Today, they have donated the iPad to the unit so that other parents may have the same opportunity for closeness at a time when distancing is required.
“There is no question that Holmes Regional saved our son’s life and gave us back the brightest light in ours,” Tara said.
“We know that without exceptional round-the-clock care, he may not have lived, or if he had, he may not have returned to the fully functioning, fun-loving, amazing kid that he is today.”
After nearly six weeks at Holmes Regional – and a longer period of physical rehabilitation and convalescence off campus – Chris returned Thursday, November 19, with his parents to thank the staff and present them with cupcakes and fruit treats.

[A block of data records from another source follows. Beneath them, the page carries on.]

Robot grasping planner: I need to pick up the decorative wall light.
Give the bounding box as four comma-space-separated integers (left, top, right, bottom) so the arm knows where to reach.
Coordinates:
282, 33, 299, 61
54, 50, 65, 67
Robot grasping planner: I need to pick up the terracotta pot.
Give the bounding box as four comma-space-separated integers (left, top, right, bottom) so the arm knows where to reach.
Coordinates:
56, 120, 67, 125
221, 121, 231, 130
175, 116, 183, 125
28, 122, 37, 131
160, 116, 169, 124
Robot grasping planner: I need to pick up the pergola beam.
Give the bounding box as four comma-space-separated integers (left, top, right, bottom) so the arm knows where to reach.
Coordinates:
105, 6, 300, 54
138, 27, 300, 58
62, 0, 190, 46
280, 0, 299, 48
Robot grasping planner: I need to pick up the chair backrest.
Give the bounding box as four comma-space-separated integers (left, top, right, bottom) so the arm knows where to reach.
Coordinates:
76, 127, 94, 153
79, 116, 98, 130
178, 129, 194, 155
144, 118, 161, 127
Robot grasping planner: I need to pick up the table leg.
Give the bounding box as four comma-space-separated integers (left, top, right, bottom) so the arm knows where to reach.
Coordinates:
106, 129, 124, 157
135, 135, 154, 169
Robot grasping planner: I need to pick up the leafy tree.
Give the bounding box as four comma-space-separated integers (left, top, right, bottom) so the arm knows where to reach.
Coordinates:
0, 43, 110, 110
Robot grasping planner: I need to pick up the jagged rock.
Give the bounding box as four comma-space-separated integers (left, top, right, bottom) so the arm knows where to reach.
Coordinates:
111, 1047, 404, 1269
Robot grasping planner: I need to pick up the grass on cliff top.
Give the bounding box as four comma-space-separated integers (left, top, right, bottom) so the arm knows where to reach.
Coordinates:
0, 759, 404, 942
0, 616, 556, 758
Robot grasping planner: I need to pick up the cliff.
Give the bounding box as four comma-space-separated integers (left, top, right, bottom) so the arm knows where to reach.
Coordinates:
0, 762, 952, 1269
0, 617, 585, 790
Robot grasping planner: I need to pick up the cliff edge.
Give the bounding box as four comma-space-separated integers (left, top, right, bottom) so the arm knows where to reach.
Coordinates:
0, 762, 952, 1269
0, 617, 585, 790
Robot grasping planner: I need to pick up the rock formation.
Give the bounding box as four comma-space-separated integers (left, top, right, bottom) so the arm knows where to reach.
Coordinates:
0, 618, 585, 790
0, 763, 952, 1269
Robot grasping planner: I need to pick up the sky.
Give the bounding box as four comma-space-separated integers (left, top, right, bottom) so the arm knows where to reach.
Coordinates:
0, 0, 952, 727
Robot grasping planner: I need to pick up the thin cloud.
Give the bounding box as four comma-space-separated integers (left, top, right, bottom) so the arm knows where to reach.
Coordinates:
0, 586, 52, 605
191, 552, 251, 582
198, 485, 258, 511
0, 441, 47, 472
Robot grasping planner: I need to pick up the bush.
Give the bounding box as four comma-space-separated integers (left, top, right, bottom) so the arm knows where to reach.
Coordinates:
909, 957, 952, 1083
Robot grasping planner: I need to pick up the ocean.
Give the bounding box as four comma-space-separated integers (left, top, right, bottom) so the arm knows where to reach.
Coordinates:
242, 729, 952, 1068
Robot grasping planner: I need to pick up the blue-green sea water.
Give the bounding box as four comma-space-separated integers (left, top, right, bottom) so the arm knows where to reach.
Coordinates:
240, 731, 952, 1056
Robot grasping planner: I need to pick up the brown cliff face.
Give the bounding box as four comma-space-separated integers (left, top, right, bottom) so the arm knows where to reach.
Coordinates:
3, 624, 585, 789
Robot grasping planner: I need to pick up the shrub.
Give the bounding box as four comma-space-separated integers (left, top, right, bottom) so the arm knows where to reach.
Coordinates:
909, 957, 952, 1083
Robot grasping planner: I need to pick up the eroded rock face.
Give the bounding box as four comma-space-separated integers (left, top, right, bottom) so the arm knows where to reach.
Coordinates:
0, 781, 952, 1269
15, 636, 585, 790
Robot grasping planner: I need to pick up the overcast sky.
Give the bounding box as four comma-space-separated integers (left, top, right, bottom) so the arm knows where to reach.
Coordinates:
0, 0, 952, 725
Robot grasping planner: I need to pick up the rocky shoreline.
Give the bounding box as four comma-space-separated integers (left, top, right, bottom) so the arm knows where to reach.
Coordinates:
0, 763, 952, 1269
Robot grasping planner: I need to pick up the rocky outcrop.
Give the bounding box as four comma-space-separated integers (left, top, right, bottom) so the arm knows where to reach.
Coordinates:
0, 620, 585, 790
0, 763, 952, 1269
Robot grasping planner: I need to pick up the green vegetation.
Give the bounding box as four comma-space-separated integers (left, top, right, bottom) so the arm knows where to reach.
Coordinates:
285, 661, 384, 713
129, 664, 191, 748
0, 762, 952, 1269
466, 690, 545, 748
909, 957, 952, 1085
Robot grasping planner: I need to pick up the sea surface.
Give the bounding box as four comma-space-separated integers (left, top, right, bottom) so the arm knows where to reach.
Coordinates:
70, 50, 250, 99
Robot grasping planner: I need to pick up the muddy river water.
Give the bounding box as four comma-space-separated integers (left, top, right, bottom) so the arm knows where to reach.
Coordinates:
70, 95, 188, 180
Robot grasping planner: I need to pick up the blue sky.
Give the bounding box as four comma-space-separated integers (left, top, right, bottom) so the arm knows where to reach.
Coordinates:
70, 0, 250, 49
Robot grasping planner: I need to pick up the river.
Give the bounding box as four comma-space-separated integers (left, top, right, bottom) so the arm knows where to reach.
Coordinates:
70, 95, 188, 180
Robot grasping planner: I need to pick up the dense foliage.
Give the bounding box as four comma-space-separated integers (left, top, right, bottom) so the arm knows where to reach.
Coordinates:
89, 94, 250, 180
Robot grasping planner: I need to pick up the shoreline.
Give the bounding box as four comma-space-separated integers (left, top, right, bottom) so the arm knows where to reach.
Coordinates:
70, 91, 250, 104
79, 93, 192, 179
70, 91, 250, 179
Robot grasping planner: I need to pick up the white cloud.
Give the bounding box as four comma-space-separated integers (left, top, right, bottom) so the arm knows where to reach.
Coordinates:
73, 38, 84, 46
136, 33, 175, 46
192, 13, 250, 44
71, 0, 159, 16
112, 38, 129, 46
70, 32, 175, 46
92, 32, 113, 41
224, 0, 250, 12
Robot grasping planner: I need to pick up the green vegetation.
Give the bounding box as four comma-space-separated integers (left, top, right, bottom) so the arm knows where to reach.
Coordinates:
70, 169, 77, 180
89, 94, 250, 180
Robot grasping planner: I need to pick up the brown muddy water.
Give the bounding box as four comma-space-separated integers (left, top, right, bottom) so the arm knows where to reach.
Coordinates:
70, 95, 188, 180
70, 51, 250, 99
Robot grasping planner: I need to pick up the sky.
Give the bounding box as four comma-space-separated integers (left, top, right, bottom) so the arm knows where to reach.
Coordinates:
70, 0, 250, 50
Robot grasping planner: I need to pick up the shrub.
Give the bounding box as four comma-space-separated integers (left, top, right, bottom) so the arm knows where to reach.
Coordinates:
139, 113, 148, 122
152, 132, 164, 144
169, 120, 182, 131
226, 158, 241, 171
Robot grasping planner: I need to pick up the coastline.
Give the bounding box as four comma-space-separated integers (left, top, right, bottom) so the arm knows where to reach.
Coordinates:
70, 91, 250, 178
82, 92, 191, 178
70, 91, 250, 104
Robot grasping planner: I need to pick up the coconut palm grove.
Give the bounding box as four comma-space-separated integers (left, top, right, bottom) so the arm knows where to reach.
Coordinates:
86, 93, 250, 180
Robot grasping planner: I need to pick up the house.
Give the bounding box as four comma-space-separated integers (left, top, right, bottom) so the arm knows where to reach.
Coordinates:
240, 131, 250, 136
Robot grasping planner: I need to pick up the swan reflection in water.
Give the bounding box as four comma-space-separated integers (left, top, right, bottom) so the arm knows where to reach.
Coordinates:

It was the first time Tara and Joe got to thank those closest to their son in his greatest time of need.
The reunion took place inside the hospital’s auditorium. All wore masks and kept physically distanced.
“When patients leave the ICU, they never come back. That’s good! We want that. So, this is very unusual,” said nurse Jessica.
“He’s so young, has everything going for him, so I have high hopes. This is very rewarding. Just seeing him helps me as a nurse to tell myself, ‘Hey, I know what I’m doing. I made the right calls.’”
“I was focused on getting better, keeping my attitude positive. I feel like I’m making more progress than what was anticipated,” said Chris.
“I don’t remember their faces because of the injury, but they did a pretty amazing job. I’m happy to come back and say, ‘Thank you.’”
It was a total surprise for the staff to see “John Doe” again, whom they had informally nicknamed, “little dude.”
It was the warmest of pre-Thanksgiving thanks for Health First healthcare workers who, now in this era of COVID-19, need some goodwill and gratitude for their service to our community.
It was redemptive, too, for Tara and Joe, who, the entire time their son was brought back from the brink, never stepped foot in the unit or met any of his specialists face-to-face.
“It’s amazing. ‘Thank you’ feels completely insufficient to the people who saved your son’s life,” said Tara.
“They cared about his needs, his moods and his spirits, too. They cared about us. It’s important for these nurses to remember they have played a part in who Chris becomes now.”
“Thank you, Holmes, for returning our son to us.”